Absolutely gorgeous. My plant is still very small, but very healthy in part sun, protected by a mansonry wall. I can't wait till it grows and it can go in the ground!


On Jun 28, 2005, TexasTam from Plano, TX (Zone 8a) wrote:

I recently visited the Texas A&M Research Center in Dallas and noticed a couple of Variegated Tapiocas (planed in mostly full sun) in their testing garden.

The plants immediately caught my eye for their variegated beauty. One was trimmed into a small tree form, the other was left as more of a hedge.

If the plants survive four years w/o fertilization or herbicides in their current conditions, they'll be deemed a Texas Superstar by Texas A&M...and you can be sure there'll be lots of publicity to go along with such a declaration!


On Nov 12, 2004, foodiesleuth from Honomu, HI (Zone 11) wrote:

Both the varigated and plain plants grow here profusely...sometimes to great heights. You see it growing as a wild weed in many places and by the sides of the roads.

My son can't touch it. For some reason, he breaks into hives. It doesn't bother me, so I'm usually the designated cutter when it needs to be trimmed back or chopped down.


On Nov 9, 2004, larrycook from Austin, TX (Zone 8b) wrote:

I've had for several years. Very tropical, goes into GH b4 1st frost. Mine is sorta lanky, foliage is outstanding. Saw 1 recently owner still had in 1gal. pot that spread out rather then up.


On Jun 21, 2004, WillowWasp from Jones Creek, TX (Zone 9a) wrote:

I just bought this plant because I love varigated plants of any kind. It was so full and pretty I couldn't resist it so home it came. I have had it now about 2 months and it is doing wonderfully. It is a real keeper in my book... :o)


On Jun 21, 2004, palmbob from Acton, CA (Zone 8b) wrote:

I love this plant, too, but mine just melted to the ground first frost of winter, here in So Cal... too bad. The 'regular' form right next to it grew great and never had a problem (becomes deciduous in the winters), but doesn't look as striking as this one... so positive on looks, negative on experience here in zone 9b


On Jun 21, 2004, tyler70006 from New Orleans, LA wrote:

I found one from Lowes for $14.00. It doubled in size in abought a month. Its one of the most attractive plants I have. Will attempt propagating by cuttings in a few weeks.

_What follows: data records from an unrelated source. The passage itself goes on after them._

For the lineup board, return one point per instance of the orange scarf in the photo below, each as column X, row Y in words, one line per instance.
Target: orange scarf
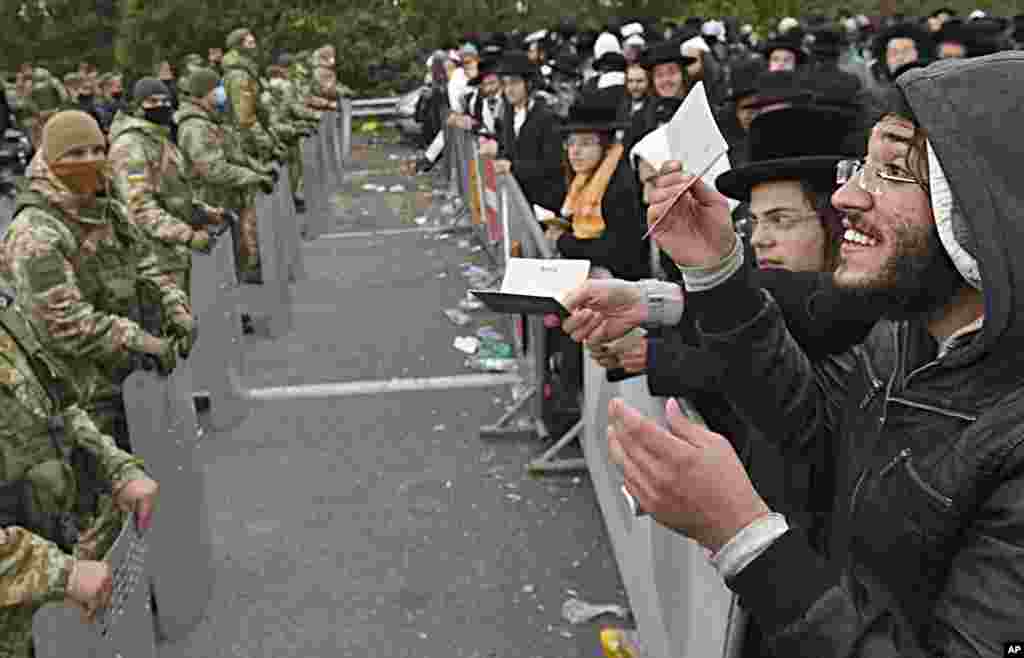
column 583, row 204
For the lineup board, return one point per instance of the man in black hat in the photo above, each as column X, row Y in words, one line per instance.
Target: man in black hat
column 667, row 66
column 528, row 145
column 901, row 47
column 784, row 53
column 483, row 103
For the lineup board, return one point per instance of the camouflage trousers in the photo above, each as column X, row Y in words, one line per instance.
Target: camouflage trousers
column 97, row 537
column 248, row 250
column 295, row 170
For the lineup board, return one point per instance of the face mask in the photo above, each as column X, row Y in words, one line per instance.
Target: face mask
column 81, row 177
column 163, row 116
column 220, row 98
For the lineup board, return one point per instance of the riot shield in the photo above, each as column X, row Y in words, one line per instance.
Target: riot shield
column 125, row 627
column 315, row 203
column 285, row 219
column 269, row 303
column 165, row 433
column 216, row 359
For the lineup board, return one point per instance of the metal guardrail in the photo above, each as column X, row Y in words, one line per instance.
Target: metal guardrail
column 376, row 106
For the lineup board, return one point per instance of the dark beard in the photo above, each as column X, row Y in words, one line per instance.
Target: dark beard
column 921, row 279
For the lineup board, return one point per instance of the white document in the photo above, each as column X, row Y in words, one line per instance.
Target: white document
column 544, row 277
column 535, row 287
column 691, row 137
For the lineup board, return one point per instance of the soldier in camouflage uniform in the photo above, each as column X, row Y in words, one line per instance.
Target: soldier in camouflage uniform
column 147, row 174
column 55, row 458
column 250, row 118
column 224, row 175
column 192, row 62
column 40, row 96
column 84, row 274
column 293, row 122
column 243, row 84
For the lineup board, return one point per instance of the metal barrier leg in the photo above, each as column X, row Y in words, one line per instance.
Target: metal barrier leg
column 547, row 464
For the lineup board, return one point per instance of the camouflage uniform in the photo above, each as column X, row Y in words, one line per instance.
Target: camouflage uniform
column 34, row 569
column 147, row 172
column 247, row 113
column 192, row 62
column 224, row 174
column 47, row 96
column 84, row 277
column 292, row 123
column 305, row 120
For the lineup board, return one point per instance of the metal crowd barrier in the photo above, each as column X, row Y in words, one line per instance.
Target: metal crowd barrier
column 682, row 607
column 375, row 106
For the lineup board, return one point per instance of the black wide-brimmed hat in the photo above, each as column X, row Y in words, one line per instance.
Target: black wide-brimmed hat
column 795, row 143
column 827, row 44
column 516, row 62
column 743, row 81
column 666, row 52
column 786, row 42
column 773, row 87
column 610, row 62
column 487, row 66
column 596, row 112
column 911, row 31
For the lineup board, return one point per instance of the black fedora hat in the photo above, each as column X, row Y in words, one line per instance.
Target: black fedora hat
column 788, row 144
column 786, row 42
column 827, row 44
column 516, row 62
column 666, row 52
column 487, row 66
column 743, row 81
column 773, row 87
column 596, row 112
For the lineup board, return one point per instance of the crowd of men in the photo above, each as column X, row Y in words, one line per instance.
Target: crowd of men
column 840, row 306
column 95, row 264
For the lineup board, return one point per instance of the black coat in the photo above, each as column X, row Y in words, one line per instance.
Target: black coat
column 622, row 248
column 536, row 155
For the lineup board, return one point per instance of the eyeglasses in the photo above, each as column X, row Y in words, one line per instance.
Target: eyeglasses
column 582, row 142
column 876, row 179
column 777, row 223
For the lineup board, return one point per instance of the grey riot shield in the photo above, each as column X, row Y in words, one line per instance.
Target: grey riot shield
column 216, row 357
column 123, row 628
column 313, row 185
column 333, row 148
column 269, row 304
column 165, row 433
column 286, row 219
column 345, row 129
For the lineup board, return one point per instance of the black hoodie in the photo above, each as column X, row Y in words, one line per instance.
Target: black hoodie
column 926, row 537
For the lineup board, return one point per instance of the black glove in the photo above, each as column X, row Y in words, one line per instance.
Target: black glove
column 199, row 218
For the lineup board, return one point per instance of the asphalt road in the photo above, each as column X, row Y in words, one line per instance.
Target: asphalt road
column 383, row 525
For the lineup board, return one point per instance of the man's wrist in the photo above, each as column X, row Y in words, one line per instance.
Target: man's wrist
column 697, row 279
column 664, row 303
column 750, row 542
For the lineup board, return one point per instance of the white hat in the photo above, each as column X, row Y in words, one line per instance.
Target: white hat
column 536, row 36
column 635, row 40
column 696, row 43
column 606, row 43
column 714, row 29
column 787, row 24
column 632, row 29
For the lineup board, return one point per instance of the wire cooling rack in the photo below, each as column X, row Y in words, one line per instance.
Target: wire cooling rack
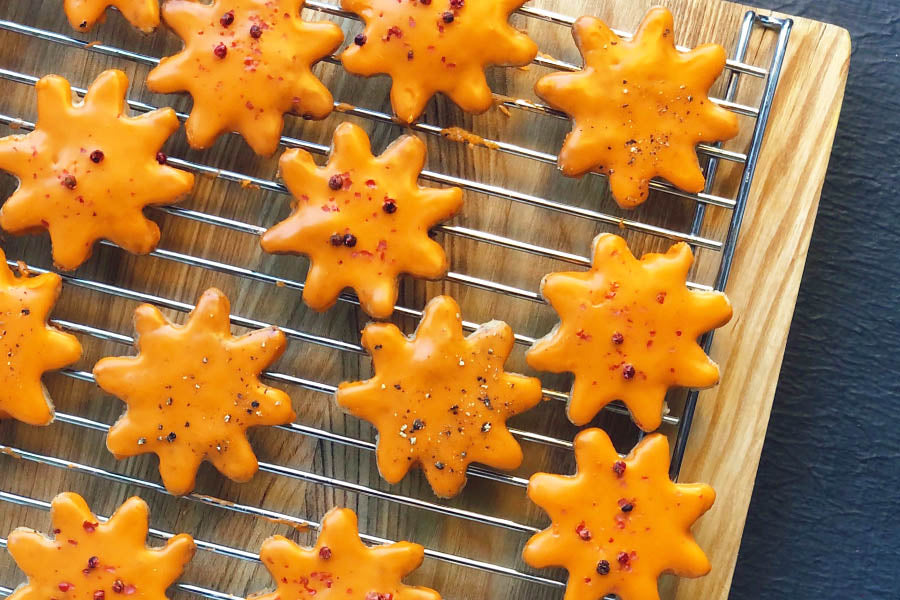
column 726, row 194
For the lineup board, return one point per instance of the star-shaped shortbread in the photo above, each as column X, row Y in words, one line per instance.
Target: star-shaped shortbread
column 617, row 525
column 90, row 560
column 341, row 567
column 28, row 345
column 362, row 220
column 640, row 107
column 246, row 63
column 87, row 171
column 84, row 14
column 439, row 399
column 629, row 330
column 440, row 46
column 192, row 391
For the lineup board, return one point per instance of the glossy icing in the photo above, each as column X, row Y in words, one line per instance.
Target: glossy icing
column 87, row 171
column 439, row 399
column 441, row 46
column 84, row 14
column 245, row 63
column 618, row 524
column 377, row 202
column 192, row 391
column 30, row 346
column 629, row 330
column 89, row 560
column 341, row 567
column 639, row 107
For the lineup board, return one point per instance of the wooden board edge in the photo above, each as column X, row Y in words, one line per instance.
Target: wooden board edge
column 726, row 442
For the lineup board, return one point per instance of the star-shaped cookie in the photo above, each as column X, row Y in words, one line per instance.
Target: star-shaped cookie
column 629, row 330
column 617, row 525
column 441, row 46
column 362, row 220
column 192, row 391
column 439, row 399
column 30, row 346
column 88, row 170
column 341, row 567
column 84, row 14
column 640, row 107
column 245, row 63
column 89, row 560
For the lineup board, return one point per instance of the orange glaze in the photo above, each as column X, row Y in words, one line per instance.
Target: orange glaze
column 618, row 524
column 192, row 391
column 28, row 345
column 439, row 399
column 90, row 560
column 341, row 567
column 246, row 63
column 83, row 14
column 378, row 203
column 81, row 196
column 423, row 53
column 639, row 107
column 629, row 330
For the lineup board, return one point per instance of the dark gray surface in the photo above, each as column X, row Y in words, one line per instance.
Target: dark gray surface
column 825, row 517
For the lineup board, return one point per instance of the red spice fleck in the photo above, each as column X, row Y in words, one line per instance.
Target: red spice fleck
column 336, row 182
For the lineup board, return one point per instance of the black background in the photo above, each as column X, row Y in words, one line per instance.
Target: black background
column 825, row 517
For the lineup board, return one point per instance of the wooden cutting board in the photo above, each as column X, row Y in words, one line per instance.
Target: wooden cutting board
column 731, row 420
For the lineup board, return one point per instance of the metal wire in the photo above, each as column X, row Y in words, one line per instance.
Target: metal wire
column 715, row 154
column 255, row 511
column 366, row 113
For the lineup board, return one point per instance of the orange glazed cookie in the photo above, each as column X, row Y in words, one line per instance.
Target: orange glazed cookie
column 341, row 567
column 90, row 560
column 83, row 14
column 629, row 330
column 87, row 171
column 440, row 46
column 29, row 344
column 192, row 391
column 640, row 107
column 618, row 524
column 439, row 399
column 246, row 63
column 362, row 220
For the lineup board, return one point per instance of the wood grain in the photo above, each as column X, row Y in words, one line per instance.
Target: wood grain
column 731, row 419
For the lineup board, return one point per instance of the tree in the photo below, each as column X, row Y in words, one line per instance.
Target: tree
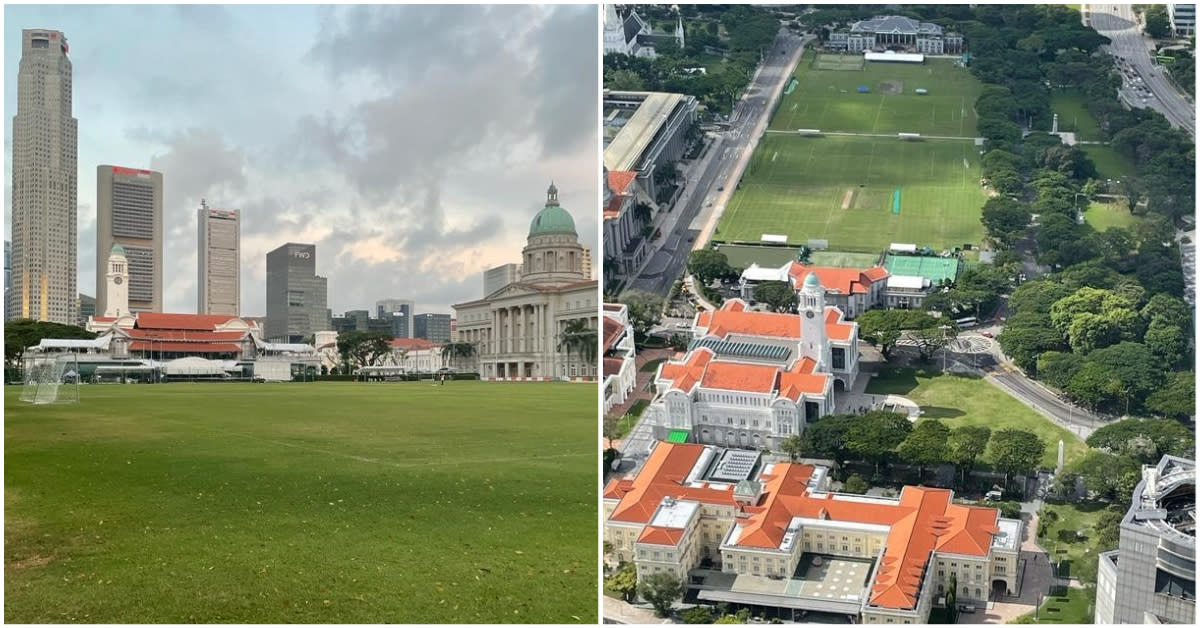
column 1015, row 452
column 966, row 444
column 779, row 295
column 792, row 446
column 855, row 484
column 661, row 590
column 645, row 310
column 19, row 335
column 1177, row 398
column 708, row 265
column 364, row 348
column 925, row 444
column 624, row 581
column 876, row 435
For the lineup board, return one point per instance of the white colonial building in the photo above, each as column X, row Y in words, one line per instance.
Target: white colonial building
column 754, row 378
column 517, row 330
column 619, row 356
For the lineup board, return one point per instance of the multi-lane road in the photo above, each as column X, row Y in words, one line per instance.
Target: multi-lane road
column 715, row 179
column 1117, row 23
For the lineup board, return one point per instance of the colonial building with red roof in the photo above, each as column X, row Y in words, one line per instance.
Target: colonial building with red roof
column 850, row 289
column 754, row 378
column 747, row 530
column 618, row 360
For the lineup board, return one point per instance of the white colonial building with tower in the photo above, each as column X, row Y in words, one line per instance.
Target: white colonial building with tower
column 517, row 330
column 754, row 378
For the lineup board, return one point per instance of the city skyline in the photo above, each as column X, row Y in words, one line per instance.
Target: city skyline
column 419, row 211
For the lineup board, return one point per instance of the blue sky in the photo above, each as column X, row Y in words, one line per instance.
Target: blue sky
column 413, row 144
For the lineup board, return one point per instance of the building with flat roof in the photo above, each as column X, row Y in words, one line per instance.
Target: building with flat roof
column 219, row 267
column 754, row 378
column 45, row 181
column 891, row 33
column 129, row 211
column 1183, row 19
column 646, row 130
column 1151, row 576
column 297, row 298
column 738, row 527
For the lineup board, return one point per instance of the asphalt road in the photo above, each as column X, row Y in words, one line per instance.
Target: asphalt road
column 1117, row 23
column 682, row 228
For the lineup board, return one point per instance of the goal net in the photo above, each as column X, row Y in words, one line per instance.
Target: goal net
column 51, row 378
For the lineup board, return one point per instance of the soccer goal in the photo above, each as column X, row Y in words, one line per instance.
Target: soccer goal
column 51, row 378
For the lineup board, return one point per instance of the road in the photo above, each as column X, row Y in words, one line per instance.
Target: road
column 1117, row 23
column 711, row 187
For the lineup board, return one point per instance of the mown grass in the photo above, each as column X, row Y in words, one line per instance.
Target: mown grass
column 310, row 503
column 959, row 400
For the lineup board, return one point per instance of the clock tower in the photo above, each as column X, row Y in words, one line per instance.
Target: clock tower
column 814, row 339
column 118, row 285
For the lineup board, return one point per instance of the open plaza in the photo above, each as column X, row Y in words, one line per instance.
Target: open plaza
column 329, row 502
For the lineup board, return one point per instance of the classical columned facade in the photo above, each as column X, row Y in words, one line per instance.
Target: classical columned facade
column 517, row 332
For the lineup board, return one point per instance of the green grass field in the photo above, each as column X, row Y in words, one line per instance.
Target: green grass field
column 1109, row 163
column 798, row 186
column 1073, row 115
column 959, row 400
column 828, row 99
column 303, row 503
column 1104, row 215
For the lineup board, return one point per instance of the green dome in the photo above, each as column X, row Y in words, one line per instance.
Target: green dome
column 552, row 219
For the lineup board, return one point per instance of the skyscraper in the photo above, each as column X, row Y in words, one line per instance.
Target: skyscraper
column 219, row 286
column 400, row 312
column 129, row 213
column 295, row 295
column 45, row 179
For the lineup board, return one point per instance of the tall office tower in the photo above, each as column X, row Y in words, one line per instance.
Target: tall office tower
column 45, row 233
column 295, row 295
column 129, row 213
column 7, row 280
column 499, row 276
column 219, row 286
column 435, row 328
column 400, row 312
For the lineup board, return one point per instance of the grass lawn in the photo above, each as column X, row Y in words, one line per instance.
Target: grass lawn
column 829, row 100
column 840, row 189
column 1073, row 115
column 1104, row 215
column 1061, row 539
column 959, row 400
column 1109, row 163
column 303, row 503
column 1073, row 608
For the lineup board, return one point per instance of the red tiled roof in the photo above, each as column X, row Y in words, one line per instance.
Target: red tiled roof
column 733, row 318
column 612, row 365
column 924, row 519
column 612, row 333
column 839, row 280
column 180, row 321
column 185, row 347
column 619, row 180
column 413, row 344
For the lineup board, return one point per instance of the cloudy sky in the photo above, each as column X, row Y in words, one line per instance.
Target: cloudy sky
column 413, row 144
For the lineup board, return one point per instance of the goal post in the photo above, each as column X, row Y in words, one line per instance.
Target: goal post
column 51, row 378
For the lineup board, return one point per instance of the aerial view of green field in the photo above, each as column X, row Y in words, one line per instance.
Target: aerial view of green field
column 845, row 190
column 303, row 503
column 829, row 100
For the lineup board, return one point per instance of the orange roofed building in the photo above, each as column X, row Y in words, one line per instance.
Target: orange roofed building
column 754, row 378
column 745, row 530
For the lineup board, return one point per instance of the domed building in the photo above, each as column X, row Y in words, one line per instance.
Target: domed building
column 543, row 326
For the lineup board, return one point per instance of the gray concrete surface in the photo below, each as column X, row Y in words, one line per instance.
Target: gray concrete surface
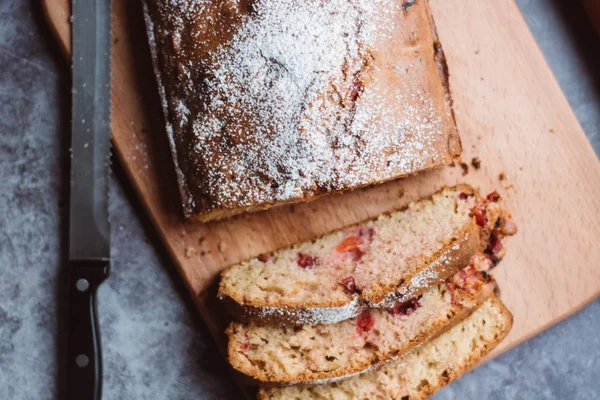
column 155, row 346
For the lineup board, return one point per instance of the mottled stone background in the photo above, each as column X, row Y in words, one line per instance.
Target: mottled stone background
column 155, row 345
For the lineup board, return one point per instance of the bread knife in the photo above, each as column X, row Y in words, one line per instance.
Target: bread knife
column 89, row 229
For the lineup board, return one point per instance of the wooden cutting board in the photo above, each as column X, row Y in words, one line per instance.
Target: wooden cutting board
column 511, row 114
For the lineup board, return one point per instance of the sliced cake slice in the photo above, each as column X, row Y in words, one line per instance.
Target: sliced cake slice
column 393, row 258
column 301, row 354
column 423, row 371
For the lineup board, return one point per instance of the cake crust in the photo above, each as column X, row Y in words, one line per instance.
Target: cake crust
column 255, row 119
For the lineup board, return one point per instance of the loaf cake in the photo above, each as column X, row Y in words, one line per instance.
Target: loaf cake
column 295, row 354
column 269, row 102
column 377, row 263
column 423, row 371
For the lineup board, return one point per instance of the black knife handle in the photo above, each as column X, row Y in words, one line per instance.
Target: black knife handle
column 84, row 356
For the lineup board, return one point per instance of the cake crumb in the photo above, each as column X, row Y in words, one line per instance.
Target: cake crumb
column 189, row 252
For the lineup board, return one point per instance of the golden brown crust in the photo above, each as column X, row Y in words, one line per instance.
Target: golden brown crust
column 211, row 188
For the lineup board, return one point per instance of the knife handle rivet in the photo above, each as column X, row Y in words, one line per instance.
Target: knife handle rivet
column 82, row 285
column 82, row 360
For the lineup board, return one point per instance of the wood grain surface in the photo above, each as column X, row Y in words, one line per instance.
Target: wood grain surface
column 511, row 114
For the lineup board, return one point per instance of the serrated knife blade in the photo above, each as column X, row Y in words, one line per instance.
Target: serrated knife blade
column 89, row 229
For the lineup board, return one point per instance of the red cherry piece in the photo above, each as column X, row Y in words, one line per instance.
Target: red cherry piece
column 306, row 260
column 349, row 284
column 264, row 257
column 495, row 245
column 479, row 212
column 406, row 308
column 364, row 322
column 494, row 196
column 245, row 344
column 348, row 244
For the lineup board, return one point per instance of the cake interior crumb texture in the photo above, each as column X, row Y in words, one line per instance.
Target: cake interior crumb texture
column 378, row 262
column 423, row 371
column 277, row 101
column 285, row 354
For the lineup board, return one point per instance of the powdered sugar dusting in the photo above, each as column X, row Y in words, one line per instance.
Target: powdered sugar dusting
column 288, row 99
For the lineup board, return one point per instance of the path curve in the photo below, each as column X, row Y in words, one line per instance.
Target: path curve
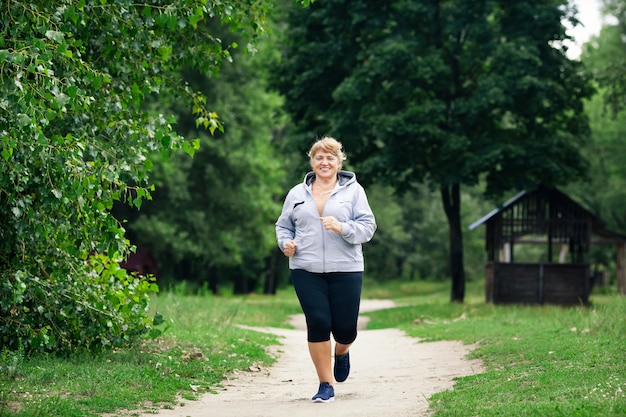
column 392, row 375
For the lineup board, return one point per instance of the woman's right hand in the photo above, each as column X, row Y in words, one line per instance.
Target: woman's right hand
column 290, row 248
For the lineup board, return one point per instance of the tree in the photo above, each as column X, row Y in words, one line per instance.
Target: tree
column 451, row 92
column 211, row 218
column 611, row 75
column 74, row 76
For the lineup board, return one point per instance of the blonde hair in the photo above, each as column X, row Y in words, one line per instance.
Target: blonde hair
column 330, row 145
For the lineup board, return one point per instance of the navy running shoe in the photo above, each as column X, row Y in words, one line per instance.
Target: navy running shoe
column 342, row 367
column 325, row 394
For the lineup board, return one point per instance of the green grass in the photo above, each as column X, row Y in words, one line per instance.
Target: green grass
column 200, row 348
column 540, row 360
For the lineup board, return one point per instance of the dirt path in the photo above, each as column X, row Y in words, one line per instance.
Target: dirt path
column 392, row 375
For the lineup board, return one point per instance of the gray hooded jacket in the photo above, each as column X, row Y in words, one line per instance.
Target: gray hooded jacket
column 321, row 250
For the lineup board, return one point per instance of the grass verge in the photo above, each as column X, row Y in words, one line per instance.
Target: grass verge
column 199, row 350
column 541, row 360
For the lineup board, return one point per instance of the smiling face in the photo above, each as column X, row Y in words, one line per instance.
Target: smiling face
column 325, row 164
column 326, row 156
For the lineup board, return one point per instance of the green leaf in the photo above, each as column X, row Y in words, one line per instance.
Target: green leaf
column 55, row 36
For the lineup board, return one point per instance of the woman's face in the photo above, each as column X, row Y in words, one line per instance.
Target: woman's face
column 325, row 165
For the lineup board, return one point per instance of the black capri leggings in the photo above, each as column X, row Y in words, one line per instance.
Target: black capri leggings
column 330, row 303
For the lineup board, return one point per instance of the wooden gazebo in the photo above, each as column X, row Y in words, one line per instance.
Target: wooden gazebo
column 546, row 216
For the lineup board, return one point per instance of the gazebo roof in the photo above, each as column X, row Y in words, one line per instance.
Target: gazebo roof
column 597, row 227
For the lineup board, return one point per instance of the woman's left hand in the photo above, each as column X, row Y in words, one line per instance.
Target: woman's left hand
column 330, row 223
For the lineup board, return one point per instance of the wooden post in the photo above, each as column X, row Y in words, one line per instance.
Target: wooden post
column 621, row 267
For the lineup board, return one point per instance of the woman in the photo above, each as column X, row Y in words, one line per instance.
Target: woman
column 323, row 223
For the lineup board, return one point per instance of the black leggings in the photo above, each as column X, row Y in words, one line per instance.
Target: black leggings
column 330, row 303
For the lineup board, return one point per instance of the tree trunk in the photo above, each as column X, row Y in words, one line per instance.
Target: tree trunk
column 451, row 197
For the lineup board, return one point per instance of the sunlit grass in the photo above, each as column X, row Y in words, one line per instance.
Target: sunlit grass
column 540, row 360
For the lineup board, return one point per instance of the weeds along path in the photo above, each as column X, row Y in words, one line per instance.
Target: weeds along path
column 391, row 375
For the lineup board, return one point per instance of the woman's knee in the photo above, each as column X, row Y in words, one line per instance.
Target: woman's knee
column 345, row 336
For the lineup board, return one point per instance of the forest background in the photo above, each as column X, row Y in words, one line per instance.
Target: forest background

On Jun 15, 2004, Wingnut from Spicewood, TX (Zone 8b) wrote:

THIS is THE plant that everyone remarks on when they walk into the garden or greenhouse. EVERYONE wants one! Thank goodness it's easily started from cuttings!

My greenhouse dipped down below 32 degrees twice this past winter, once I think it got to 26 inside there. The plant lost all it's leaves, but they regrew from the stems (that obviously survived) just fine come spring.

This is a cousin to the edible-rooted tapioca plant we get tapioca for pudding from.